The unofficial tally showed that two candidates had gained ground on frontrunner Eric Adams, the former police officer who is Brooklyn borough president.

But on Tuesday night, the board posted a tweet saying there had been a “discrepancy” in the ranked-choice voting results.

The numbers were removed from its website and replaced by a message that said the results would now be released “starting on June 30.”

The board issued a statement later explaining the count had included “both test and election night results” that produced “approximately 135,000 additional records.”

It apologized for the error and said it would count the ranked-choice ballots again.

The board “has taken immediate measures to ensure the most accurate up to date results are reported,” it added.

New York City is using ranked-choice voting for the first time in a mayoral race.

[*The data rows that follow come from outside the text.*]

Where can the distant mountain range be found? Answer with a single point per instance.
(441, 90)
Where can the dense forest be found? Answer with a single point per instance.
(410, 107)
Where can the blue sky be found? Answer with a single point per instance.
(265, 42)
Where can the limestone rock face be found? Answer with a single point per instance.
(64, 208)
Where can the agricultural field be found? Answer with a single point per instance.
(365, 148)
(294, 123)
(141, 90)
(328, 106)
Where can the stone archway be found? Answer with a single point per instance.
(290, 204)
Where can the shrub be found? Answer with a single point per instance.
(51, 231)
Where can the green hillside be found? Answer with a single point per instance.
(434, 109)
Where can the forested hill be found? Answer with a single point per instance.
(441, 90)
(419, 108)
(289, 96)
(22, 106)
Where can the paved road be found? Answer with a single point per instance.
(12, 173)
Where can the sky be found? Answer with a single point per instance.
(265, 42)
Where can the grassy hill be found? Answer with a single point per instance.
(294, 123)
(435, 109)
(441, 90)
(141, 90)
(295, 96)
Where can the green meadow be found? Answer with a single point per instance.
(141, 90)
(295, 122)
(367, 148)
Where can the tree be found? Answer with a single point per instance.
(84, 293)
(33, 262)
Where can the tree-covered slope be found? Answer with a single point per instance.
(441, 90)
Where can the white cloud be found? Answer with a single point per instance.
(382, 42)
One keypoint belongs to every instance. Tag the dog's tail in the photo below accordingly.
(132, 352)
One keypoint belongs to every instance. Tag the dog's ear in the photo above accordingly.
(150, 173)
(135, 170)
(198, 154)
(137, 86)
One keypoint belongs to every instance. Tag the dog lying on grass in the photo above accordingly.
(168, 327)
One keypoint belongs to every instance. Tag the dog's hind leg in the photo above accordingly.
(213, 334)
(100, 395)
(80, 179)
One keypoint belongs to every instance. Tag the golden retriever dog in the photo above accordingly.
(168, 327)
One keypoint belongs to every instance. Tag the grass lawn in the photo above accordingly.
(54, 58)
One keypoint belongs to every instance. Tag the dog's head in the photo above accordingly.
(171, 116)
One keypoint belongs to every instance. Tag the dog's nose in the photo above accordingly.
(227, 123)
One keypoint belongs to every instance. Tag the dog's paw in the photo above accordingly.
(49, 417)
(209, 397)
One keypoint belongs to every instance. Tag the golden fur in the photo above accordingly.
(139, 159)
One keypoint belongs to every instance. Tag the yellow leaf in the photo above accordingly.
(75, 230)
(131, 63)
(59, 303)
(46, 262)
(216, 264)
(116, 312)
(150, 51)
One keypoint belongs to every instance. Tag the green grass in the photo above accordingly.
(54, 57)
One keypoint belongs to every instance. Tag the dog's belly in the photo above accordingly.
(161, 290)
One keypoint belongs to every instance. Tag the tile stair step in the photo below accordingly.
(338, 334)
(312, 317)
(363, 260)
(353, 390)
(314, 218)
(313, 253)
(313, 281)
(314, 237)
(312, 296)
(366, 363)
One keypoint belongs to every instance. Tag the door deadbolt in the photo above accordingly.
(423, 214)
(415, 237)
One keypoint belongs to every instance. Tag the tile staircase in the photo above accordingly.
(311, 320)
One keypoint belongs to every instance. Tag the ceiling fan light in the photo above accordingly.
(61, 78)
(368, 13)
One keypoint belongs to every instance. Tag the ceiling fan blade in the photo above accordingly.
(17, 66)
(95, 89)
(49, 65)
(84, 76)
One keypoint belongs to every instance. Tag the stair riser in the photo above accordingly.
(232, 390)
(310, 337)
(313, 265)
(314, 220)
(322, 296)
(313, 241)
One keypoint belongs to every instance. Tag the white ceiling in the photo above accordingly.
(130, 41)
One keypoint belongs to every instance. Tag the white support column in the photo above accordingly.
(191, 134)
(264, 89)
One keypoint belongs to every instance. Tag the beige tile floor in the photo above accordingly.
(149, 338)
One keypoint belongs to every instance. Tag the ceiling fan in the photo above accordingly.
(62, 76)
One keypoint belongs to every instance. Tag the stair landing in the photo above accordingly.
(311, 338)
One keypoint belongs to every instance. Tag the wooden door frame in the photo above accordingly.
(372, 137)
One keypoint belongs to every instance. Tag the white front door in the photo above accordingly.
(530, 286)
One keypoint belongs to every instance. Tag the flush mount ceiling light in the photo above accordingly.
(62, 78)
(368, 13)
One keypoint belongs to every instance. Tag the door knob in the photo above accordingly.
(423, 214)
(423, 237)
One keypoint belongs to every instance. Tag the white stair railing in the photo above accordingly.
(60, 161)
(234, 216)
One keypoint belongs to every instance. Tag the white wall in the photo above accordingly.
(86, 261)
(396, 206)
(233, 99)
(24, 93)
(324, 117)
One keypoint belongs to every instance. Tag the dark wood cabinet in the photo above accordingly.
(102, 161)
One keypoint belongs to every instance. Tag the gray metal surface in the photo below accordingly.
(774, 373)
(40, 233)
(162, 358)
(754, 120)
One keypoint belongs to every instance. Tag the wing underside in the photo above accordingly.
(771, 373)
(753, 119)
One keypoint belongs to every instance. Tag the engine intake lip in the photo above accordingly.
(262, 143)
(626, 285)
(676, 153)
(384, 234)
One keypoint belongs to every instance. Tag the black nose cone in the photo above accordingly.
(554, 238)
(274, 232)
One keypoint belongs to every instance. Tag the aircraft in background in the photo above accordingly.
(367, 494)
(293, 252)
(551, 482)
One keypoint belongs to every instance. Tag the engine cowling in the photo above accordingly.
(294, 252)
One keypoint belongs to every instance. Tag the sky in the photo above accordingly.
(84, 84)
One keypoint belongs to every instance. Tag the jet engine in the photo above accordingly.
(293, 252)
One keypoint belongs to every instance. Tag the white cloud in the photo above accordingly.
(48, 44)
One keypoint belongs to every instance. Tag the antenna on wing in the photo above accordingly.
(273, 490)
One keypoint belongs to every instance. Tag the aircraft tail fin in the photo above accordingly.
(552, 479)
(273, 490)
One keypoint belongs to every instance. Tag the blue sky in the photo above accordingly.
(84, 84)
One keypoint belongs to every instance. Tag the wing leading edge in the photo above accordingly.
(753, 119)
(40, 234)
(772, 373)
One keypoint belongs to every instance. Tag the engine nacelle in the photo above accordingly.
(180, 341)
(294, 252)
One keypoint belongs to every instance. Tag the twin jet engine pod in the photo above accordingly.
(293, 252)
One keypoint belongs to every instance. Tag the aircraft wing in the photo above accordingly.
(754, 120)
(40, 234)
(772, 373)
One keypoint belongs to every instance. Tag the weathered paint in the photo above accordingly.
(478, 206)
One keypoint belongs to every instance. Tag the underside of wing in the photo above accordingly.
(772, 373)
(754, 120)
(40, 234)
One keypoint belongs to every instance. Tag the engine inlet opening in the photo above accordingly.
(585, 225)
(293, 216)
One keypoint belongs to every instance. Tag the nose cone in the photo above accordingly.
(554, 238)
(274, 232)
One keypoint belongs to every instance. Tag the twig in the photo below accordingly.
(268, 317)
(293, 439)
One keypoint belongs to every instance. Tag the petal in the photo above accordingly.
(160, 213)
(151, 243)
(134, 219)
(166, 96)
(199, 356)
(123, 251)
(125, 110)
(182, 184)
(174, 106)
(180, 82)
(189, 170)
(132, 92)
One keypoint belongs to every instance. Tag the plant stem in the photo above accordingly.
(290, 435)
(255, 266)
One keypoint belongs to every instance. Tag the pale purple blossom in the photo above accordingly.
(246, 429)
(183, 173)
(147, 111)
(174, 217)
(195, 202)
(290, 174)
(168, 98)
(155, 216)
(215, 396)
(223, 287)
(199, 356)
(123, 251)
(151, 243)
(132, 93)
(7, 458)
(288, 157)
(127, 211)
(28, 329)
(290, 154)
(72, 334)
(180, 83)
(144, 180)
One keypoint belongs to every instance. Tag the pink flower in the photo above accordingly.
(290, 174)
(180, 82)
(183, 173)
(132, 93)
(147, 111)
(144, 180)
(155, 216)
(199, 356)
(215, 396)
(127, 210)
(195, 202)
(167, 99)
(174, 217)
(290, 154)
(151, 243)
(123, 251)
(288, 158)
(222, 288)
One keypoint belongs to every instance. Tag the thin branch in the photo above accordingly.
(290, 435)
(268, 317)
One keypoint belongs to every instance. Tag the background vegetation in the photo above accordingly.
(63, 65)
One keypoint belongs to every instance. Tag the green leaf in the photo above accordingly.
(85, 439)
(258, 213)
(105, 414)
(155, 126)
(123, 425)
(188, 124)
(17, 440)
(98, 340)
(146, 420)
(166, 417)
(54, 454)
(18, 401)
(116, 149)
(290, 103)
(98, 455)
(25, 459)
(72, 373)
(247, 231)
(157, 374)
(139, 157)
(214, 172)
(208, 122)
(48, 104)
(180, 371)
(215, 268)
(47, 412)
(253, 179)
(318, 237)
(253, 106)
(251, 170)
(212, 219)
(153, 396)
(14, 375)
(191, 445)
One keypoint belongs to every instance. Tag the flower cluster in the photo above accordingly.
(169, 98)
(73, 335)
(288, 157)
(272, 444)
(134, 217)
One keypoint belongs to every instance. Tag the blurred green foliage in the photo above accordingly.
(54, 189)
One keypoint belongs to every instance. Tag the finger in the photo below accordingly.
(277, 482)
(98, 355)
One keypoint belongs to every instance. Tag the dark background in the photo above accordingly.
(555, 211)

The new voting system asked voters to rank up to five candidates in order of preference when they cast their ballots earlier this month.

Early results on primary day on June 22 showed Adams, a moderate, ahead with more than 30 percent of the vote.

His closest rivals: Maya Wiley, a Black lawyer specializing in civil rights, was in second place with about 22 percent while Kathryn Garcia, another moderate, had about 19 percent.

The results released on Tuesday and then removed showed Adams only slightly ahead of Garcia, with Wiley in third.

They are just based on votes cast in person. Tens of thousands of absentee ballots will ultimately also need to be counted.

Unless a candidate garners more than 50 percent of first-choice votes — an unlikely scenario — the candidate who came in last is eliminated, and the ballots cast for them are redistributed to voters’ second choice, and so on until a candidate finally exceeds the 50 percent threshold.

This system may not produce a clear winner until mid-July.

Since New York is a Democratic stronghold, the eventual winner is virtually guaranteed to win November’s mayoral election against the Republican candidate.